1) Calling the Device multiplication function from the Host:

void MatrixMulOnDevice(const Matrix M, const Matrix N, Matrix P){

Matrix Mdevice=AllocateDeviceMatrix(M);
Matrix Ndevice=AllocateDeviceMatrix(N);
Matrix Pdevice=AllocateDeviceMatrix(P);

CopyToDeviceMatrix(Mdevice,M);
CopyToDeviceMatrix(Ndevice,N);

dim3 dimGrid(1,1);
dim3 dimBlock(MATRIX_SIZE,MATRIX_SIZE);

MatrixMulKernel<<>>(Mdevice,Ndevice,Pdevice);

CopyFromDeviceMatrix(P,Pdevice);

cudaFree(Mdevice.elements);
cudaFree(Ndevice.elements);
cudaFree(Pdevice.elements);

}

2) Device multiplication function:

__global__ void MatrixMulKernel(Matrix M, Matrix N, Matrix P){

int tx=threadIdx.x;
int ty=threadIdx.y;

float cummulativeVal=0.f;

for(int k=0; k< MATRIX_SIZE; k++){

cummulativeVal+=M.elements[MATRIX_SIZE*tx+k]*N.elements[ty+MATRIX_SIZE*k];

}

P.elements[tx*MATRIX_SIZE+ty]=cummulativeVal;

}

3) Device performance:

How many times is each element of the input matrices loaded during the execution of the kernel?

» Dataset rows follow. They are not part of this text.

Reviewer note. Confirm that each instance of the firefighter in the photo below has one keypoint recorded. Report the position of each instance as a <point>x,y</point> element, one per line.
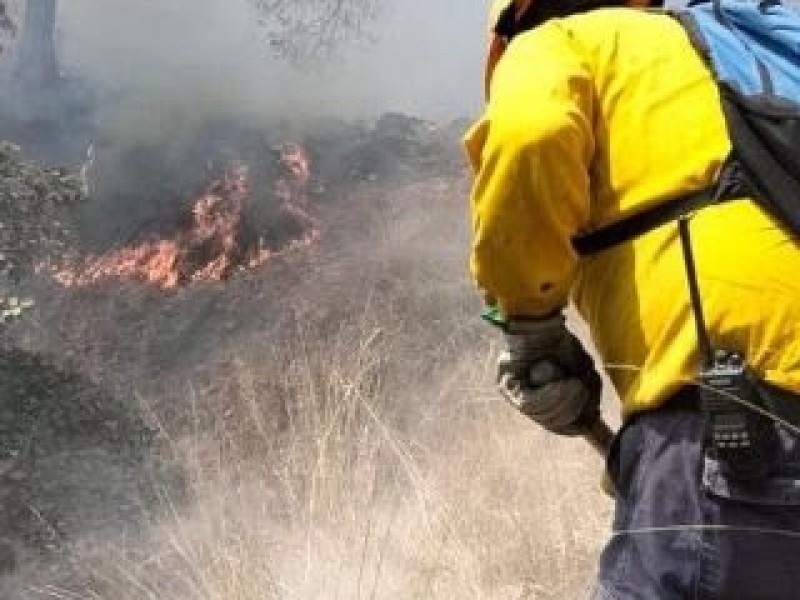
<point>594,113</point>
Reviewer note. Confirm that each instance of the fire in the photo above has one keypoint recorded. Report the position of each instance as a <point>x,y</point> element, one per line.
<point>212,245</point>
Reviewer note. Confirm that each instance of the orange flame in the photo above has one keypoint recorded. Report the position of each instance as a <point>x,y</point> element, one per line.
<point>210,247</point>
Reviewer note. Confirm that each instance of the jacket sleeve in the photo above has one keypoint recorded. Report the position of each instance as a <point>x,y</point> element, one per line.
<point>530,153</point>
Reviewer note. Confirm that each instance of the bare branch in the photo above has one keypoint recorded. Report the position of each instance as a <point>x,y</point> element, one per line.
<point>307,30</point>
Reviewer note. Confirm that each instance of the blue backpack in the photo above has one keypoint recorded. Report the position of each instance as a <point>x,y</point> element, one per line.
<point>753,50</point>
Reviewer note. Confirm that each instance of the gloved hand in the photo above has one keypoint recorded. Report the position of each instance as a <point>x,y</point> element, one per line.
<point>547,375</point>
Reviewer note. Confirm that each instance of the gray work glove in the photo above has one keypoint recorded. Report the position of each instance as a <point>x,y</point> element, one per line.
<point>547,375</point>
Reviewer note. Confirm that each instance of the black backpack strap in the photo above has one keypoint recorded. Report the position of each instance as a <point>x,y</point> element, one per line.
<point>732,183</point>
<point>629,228</point>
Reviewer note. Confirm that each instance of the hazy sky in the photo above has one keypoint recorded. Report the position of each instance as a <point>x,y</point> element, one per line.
<point>426,60</point>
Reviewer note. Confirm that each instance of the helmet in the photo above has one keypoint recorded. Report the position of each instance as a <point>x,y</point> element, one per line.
<point>508,18</point>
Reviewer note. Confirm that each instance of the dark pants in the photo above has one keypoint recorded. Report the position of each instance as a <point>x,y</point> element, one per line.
<point>683,530</point>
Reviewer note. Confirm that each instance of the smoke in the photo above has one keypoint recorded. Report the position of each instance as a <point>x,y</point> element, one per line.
<point>421,57</point>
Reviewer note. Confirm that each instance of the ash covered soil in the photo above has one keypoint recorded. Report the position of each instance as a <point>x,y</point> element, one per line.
<point>98,382</point>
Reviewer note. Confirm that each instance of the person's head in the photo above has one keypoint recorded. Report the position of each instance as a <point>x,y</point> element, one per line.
<point>508,18</point>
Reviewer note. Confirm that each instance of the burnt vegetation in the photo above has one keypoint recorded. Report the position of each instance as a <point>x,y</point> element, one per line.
<point>305,31</point>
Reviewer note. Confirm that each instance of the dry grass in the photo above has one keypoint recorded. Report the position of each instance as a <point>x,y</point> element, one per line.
<point>368,458</point>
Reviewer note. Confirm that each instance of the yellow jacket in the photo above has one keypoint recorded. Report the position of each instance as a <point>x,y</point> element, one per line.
<point>594,117</point>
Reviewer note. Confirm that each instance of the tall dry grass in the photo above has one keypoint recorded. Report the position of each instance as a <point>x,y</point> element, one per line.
<point>363,454</point>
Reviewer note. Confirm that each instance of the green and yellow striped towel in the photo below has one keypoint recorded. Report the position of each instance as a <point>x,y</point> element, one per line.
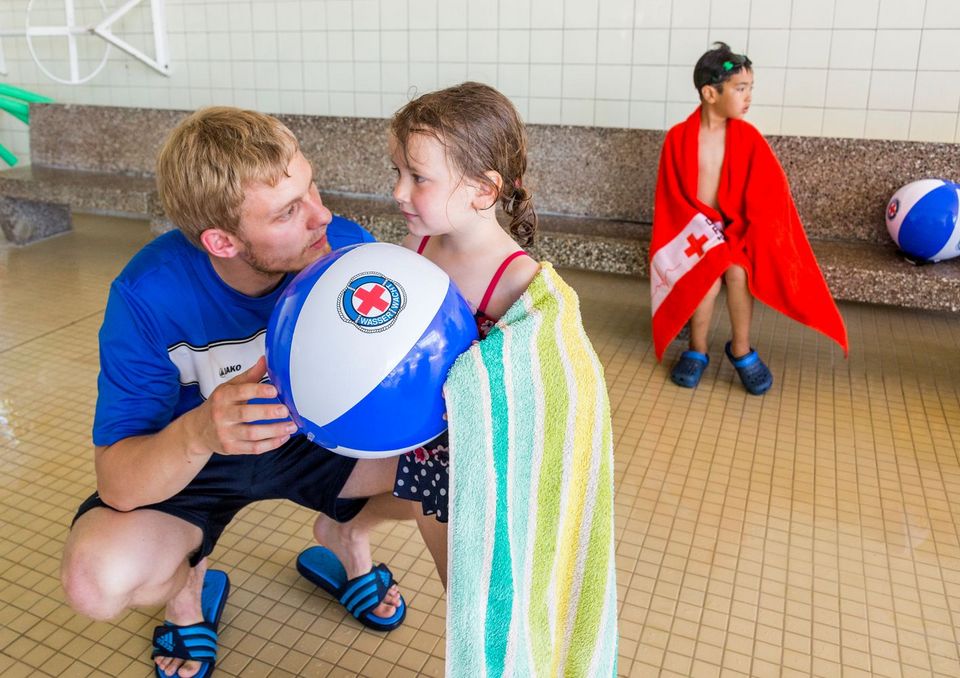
<point>531,589</point>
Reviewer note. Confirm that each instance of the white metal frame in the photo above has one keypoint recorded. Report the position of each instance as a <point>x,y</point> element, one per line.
<point>102,29</point>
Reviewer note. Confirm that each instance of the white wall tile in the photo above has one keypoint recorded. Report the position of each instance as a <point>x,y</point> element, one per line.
<point>769,86</point>
<point>482,15</point>
<point>856,13</point>
<point>897,50</point>
<point>768,47</point>
<point>675,112</point>
<point>887,125</point>
<point>809,48</point>
<point>690,14</point>
<point>680,85</point>
<point>805,87</point>
<point>264,16</point>
<point>615,14</point>
<point>514,14</point>
<point>614,46</point>
<point>937,91</point>
<point>482,46</point>
<point>687,45</point>
<point>730,14</point>
<point>546,46</point>
<point>452,46</point>
<point>580,14</point>
<point>576,111</point>
<point>801,121</point>
<point>452,14</point>
<point>812,14</point>
<point>579,46</point>
<point>847,89</point>
<point>512,49</point>
<point>544,111</point>
<point>545,14</point>
<point>926,126</point>
<point>421,14</point>
<point>393,15</point>
<point>770,14</point>
<point>613,82</point>
<point>652,13</point>
<point>852,49</point>
<point>939,49</point>
<point>611,113</point>
<point>514,79</point>
<point>891,90</point>
<point>366,15</point>
<point>647,115</point>
<point>423,45</point>
<point>579,82</point>
<point>843,122</point>
<point>843,67</point>
<point>651,46</point>
<point>424,76</point>
<point>545,81</point>
<point>901,13</point>
<point>765,118</point>
<point>649,83</point>
<point>941,14</point>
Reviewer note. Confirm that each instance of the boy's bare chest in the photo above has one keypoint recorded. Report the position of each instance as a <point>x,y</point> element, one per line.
<point>709,161</point>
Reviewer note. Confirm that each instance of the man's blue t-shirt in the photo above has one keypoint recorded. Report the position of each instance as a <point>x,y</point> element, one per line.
<point>173,331</point>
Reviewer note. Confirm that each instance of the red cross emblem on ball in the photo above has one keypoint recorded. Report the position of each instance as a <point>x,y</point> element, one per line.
<point>371,302</point>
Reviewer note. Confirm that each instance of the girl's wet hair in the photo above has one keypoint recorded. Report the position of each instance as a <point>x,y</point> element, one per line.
<point>480,131</point>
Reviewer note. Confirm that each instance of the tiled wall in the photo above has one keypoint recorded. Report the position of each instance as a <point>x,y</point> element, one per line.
<point>856,68</point>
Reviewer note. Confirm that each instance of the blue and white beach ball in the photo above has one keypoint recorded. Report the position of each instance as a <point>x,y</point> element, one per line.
<point>359,346</point>
<point>922,219</point>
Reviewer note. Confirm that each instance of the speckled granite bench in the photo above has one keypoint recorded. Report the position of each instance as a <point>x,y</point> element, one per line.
<point>593,188</point>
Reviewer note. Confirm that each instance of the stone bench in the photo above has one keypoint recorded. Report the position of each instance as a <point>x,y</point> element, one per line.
<point>593,188</point>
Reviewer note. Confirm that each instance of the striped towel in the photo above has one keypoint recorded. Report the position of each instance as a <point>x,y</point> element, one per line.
<point>532,589</point>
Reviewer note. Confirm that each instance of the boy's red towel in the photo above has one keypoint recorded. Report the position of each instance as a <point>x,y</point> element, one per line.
<point>691,247</point>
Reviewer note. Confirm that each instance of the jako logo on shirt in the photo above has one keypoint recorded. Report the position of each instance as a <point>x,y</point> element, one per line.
<point>230,369</point>
<point>371,302</point>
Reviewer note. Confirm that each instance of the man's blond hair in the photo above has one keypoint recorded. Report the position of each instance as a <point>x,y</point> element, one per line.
<point>208,160</point>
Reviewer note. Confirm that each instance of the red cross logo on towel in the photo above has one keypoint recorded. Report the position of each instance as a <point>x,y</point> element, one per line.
<point>369,297</point>
<point>696,245</point>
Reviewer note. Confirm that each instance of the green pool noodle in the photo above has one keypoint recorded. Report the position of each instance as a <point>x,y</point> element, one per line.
<point>23,95</point>
<point>16,108</point>
<point>7,156</point>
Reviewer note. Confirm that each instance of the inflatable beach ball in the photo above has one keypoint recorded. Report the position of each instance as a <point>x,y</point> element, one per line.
<point>922,219</point>
<point>359,346</point>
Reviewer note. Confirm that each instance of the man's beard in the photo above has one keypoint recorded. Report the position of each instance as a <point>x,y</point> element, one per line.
<point>267,267</point>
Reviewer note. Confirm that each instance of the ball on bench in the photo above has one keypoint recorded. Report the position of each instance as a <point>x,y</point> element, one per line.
<point>359,346</point>
<point>922,220</point>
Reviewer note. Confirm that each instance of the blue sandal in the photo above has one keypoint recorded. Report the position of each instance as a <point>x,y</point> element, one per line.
<point>753,372</point>
<point>689,369</point>
<point>195,642</point>
<point>359,595</point>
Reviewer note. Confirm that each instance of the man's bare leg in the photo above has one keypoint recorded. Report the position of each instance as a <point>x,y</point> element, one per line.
<point>350,541</point>
<point>435,536</point>
<point>115,561</point>
<point>740,306</point>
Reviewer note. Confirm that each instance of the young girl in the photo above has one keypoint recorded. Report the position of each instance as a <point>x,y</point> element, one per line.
<point>458,153</point>
<point>527,464</point>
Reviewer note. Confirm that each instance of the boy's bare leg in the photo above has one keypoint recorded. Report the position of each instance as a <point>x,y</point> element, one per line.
<point>740,306</point>
<point>700,320</point>
<point>115,561</point>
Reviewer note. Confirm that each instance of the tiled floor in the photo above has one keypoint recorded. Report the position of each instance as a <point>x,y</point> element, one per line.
<point>810,532</point>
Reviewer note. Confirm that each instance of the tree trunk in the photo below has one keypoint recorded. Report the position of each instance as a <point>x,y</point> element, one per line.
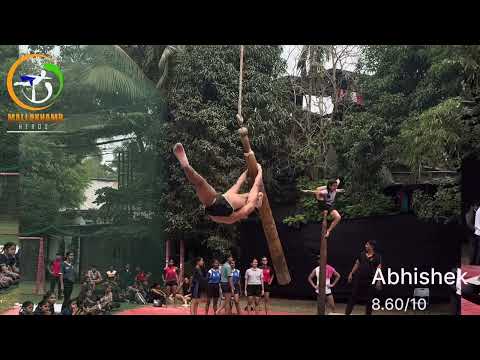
<point>268,223</point>
<point>321,273</point>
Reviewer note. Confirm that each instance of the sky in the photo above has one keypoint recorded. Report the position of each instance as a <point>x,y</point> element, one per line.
<point>291,53</point>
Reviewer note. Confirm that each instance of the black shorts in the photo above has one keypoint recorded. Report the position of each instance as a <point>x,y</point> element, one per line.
<point>323,206</point>
<point>213,291</point>
<point>254,290</point>
<point>220,207</point>
<point>266,287</point>
<point>225,288</point>
<point>197,292</point>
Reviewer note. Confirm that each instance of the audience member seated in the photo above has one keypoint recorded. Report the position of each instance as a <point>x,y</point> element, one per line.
<point>72,308</point>
<point>9,277</point>
<point>9,257</point>
<point>5,281</point>
<point>111,274</point>
<point>157,295</point>
<point>127,278</point>
<point>140,275</point>
<point>106,302</point>
<point>113,281</point>
<point>50,299</point>
<point>27,308</point>
<point>136,293</point>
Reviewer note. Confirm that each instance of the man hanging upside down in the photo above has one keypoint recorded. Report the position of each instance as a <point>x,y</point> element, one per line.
<point>326,197</point>
<point>229,207</point>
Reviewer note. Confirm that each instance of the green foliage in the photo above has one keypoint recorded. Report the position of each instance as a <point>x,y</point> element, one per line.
<point>360,143</point>
<point>96,170</point>
<point>366,203</point>
<point>295,221</point>
<point>203,98</point>
<point>433,136</point>
<point>443,206</point>
<point>351,204</point>
<point>51,181</point>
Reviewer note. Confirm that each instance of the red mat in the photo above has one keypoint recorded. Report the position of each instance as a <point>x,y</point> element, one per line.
<point>150,310</point>
<point>469,308</point>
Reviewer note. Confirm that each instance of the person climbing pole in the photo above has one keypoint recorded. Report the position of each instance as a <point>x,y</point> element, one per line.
<point>326,199</point>
<point>227,208</point>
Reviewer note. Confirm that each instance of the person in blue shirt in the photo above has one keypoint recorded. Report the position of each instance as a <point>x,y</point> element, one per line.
<point>213,289</point>
<point>236,286</point>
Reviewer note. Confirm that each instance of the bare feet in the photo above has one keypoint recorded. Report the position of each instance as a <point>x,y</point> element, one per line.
<point>259,200</point>
<point>179,153</point>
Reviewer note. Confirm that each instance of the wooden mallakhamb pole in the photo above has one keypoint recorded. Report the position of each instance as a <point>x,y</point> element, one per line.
<point>268,223</point>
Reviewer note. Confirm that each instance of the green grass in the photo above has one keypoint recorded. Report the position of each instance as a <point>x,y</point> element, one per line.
<point>25,292</point>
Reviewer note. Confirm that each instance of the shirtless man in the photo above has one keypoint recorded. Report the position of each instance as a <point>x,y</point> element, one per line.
<point>326,198</point>
<point>227,208</point>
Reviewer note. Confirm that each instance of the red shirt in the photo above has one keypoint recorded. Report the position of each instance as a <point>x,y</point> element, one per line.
<point>56,267</point>
<point>170,273</point>
<point>140,277</point>
<point>267,274</point>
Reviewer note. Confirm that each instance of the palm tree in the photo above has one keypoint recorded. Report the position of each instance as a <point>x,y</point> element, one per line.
<point>126,70</point>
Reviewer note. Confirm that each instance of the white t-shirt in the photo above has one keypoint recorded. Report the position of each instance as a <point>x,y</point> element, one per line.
<point>254,276</point>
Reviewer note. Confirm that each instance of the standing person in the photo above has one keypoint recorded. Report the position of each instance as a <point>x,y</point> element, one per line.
<point>9,257</point>
<point>127,277</point>
<point>329,284</point>
<point>362,275</point>
<point>213,289</point>
<point>50,299</point>
<point>268,276</point>
<point>226,284</point>
<point>94,277</point>
<point>254,285</point>
<point>170,279</point>
<point>227,208</point>
<point>476,236</point>
<point>326,199</point>
<point>198,285</point>
<point>54,270</point>
<point>236,289</point>
<point>67,278</point>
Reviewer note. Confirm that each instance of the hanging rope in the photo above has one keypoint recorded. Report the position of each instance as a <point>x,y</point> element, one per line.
<point>268,223</point>
<point>240,88</point>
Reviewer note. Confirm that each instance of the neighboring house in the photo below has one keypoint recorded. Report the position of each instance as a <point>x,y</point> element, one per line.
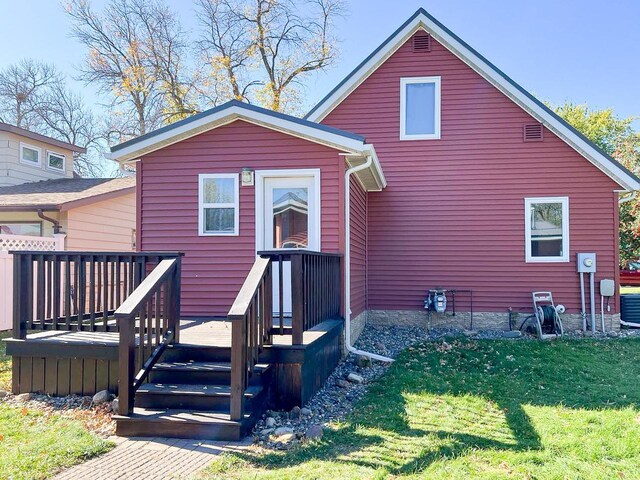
<point>94,213</point>
<point>426,167</point>
<point>29,157</point>
<point>472,183</point>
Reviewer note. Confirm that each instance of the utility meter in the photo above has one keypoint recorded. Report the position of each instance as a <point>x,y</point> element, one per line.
<point>586,263</point>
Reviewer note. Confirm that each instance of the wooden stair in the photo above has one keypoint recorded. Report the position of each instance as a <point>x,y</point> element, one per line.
<point>187,395</point>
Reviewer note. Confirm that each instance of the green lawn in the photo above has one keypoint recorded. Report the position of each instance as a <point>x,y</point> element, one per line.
<point>35,445</point>
<point>481,409</point>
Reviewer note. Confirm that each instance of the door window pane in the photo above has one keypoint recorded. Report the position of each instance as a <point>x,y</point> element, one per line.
<point>546,230</point>
<point>420,109</point>
<point>290,217</point>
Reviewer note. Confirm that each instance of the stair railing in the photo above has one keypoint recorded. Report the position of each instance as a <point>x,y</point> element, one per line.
<point>251,317</point>
<point>148,320</point>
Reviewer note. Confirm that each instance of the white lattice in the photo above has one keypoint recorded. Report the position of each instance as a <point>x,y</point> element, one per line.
<point>25,242</point>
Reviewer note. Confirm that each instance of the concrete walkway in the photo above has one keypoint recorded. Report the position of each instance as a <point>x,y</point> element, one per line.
<point>151,459</point>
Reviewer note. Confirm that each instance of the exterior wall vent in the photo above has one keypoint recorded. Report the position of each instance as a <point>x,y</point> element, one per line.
<point>421,42</point>
<point>533,132</point>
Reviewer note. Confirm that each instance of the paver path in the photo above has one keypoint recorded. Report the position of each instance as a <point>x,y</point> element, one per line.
<point>151,458</point>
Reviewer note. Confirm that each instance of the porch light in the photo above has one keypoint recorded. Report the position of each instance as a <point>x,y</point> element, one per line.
<point>247,177</point>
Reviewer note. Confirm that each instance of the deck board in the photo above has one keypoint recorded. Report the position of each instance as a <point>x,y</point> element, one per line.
<point>212,333</point>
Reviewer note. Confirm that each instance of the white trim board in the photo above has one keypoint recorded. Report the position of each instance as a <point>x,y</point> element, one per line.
<point>421,20</point>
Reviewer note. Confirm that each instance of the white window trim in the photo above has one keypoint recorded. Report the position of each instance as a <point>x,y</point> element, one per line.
<point>404,81</point>
<point>64,161</point>
<point>202,205</point>
<point>28,162</point>
<point>565,229</point>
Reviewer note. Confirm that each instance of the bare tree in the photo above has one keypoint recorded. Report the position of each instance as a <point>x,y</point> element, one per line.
<point>21,87</point>
<point>64,115</point>
<point>263,49</point>
<point>136,50</point>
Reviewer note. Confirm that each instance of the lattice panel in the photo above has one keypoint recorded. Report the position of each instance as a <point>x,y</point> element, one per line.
<point>23,242</point>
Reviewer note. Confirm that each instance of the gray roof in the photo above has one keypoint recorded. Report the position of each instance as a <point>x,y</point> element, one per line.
<point>53,194</point>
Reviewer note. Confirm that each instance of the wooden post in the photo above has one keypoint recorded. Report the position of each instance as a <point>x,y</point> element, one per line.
<point>126,367</point>
<point>238,367</point>
<point>297,299</point>
<point>22,294</point>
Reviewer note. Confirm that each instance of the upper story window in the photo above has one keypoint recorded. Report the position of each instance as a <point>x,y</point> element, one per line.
<point>219,211</point>
<point>30,155</point>
<point>419,108</point>
<point>547,229</point>
<point>55,161</point>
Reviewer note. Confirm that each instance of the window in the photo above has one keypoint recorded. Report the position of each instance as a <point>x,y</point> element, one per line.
<point>420,108</point>
<point>55,161</point>
<point>29,154</point>
<point>21,228</point>
<point>219,204</point>
<point>547,229</point>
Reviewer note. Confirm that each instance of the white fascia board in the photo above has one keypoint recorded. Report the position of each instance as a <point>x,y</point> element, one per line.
<point>494,77</point>
<point>227,116</point>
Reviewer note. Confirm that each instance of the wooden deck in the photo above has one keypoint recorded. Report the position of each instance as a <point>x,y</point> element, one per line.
<point>201,332</point>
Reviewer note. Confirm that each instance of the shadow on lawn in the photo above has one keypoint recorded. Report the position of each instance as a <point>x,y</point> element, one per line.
<point>574,376</point>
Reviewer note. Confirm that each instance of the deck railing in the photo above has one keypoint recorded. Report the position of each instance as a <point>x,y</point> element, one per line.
<point>75,290</point>
<point>316,288</point>
<point>251,324</point>
<point>148,320</point>
<point>316,296</point>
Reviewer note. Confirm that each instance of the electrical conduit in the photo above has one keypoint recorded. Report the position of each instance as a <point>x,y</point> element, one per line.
<point>347,263</point>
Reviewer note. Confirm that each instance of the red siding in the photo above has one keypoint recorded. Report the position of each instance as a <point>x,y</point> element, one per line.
<point>215,267</point>
<point>453,212</point>
<point>358,239</point>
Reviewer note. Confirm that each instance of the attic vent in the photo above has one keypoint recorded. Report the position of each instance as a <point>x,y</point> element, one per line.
<point>533,132</point>
<point>422,42</point>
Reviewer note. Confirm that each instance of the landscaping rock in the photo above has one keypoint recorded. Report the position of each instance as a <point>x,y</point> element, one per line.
<point>283,431</point>
<point>294,414</point>
<point>103,396</point>
<point>512,334</point>
<point>314,432</point>
<point>363,361</point>
<point>23,397</point>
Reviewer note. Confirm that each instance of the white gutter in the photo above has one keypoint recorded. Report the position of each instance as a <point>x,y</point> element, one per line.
<point>347,264</point>
<point>627,198</point>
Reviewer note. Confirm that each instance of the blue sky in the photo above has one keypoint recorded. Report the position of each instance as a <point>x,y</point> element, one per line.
<point>586,51</point>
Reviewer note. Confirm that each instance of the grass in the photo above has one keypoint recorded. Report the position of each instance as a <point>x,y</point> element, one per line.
<point>34,444</point>
<point>480,409</point>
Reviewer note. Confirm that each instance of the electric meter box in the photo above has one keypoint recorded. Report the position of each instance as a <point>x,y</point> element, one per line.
<point>586,262</point>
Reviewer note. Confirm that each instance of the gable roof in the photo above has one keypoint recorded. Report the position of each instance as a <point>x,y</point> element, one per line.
<point>6,127</point>
<point>347,142</point>
<point>63,194</point>
<point>421,20</point>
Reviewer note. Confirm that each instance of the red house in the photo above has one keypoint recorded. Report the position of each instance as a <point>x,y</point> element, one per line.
<point>460,169</point>
<point>426,167</point>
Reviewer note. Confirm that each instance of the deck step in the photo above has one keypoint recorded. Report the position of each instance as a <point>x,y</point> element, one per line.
<point>176,423</point>
<point>206,373</point>
<point>214,398</point>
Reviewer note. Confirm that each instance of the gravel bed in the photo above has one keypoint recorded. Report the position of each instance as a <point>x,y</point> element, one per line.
<point>95,418</point>
<point>281,430</point>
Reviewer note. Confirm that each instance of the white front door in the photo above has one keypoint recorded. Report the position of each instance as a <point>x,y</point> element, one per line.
<point>290,221</point>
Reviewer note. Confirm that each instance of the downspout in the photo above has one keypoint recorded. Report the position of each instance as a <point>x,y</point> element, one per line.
<point>347,263</point>
<point>56,223</point>
<point>627,198</point>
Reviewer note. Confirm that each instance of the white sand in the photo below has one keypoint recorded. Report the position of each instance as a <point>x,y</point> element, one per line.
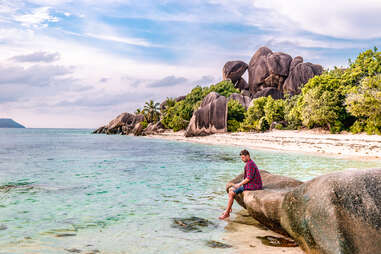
<point>349,146</point>
<point>242,230</point>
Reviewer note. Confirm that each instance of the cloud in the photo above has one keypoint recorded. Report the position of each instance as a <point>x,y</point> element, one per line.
<point>105,99</point>
<point>168,81</point>
<point>349,19</point>
<point>38,17</point>
<point>126,40</point>
<point>36,75</point>
<point>205,81</point>
<point>104,80</point>
<point>39,56</point>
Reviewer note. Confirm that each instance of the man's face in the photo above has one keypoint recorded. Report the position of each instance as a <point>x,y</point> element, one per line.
<point>245,158</point>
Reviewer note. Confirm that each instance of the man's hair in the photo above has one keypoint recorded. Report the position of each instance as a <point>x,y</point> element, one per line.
<point>244,152</point>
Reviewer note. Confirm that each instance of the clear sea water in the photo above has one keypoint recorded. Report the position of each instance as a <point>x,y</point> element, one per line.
<point>64,190</point>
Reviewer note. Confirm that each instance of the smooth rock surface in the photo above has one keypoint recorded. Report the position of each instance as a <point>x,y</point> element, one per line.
<point>211,117</point>
<point>334,213</point>
<point>243,100</point>
<point>234,70</point>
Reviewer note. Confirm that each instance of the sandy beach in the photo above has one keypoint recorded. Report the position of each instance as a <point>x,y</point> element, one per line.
<point>348,146</point>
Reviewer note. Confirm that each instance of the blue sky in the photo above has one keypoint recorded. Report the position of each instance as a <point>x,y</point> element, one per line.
<point>66,63</point>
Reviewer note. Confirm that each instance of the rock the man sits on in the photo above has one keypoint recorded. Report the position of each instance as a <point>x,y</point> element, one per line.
<point>252,181</point>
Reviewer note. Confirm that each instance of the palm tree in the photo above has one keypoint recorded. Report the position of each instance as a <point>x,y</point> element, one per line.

Each element of the 16x16 input matrices, M and N, is loaded 16 times during the execution of the kernel. In my implementation the thread (tx,ty) calculates the output value in matrix P located at tx-row and ty-column. To do such calculation, this thread requires to acces global memory and load 16 values from each matrix: M_(tx,1),M_(tx,2),...,M_(tx,16), and N_(1,ty),N(2,ty),...,N(16,ty). Therefore an element of matrix M, say M_(a,b), is loaded from global memory by all the threads that calculates elements at the a-row of matrix P, those are threads with indices (a,1), (a,2),...,(a,16). Analogusly, an element N_(c,d) is loaded from global memory by all the threads that calculates elements at the d-column of matrix P, those are threads with indices (1,d),(2,d),...,(16,d).

In the case of nxn matrix multiplication each element of the input matrices is loaded n times.

What is the memory-access to floating-point computation ratio in each thread?

The thread (tx,ty) computes the value of P_(tx,ty). This thread performs 32 memory accesses to load the values M_(tx,1),M_(tx,2),...,M_(tx,16), and N_(1,ty),N(2,ty),...,N(16,ty). Along the computation it does 16 multiplications ( M_(tx,1)*N_(1,ty),M_(tx,2)*N(2,ty),..., and M_(tx,16)*N(16,ty)) and 16 sums (0+M_(tx,1)*N_(1,ty)+M_(tx,2)*N(2,ty))+...+M_(tx,16)*N(16,ty)). Therefore, the total number of memory accesses and floating point computations (per thread) are both 32. Then, the memory-access to floating-point computation ratio in each thread is 1.

This situation also holds for multiplication of nxn matrices, 2n memory accesses : 2n float point computations per thread.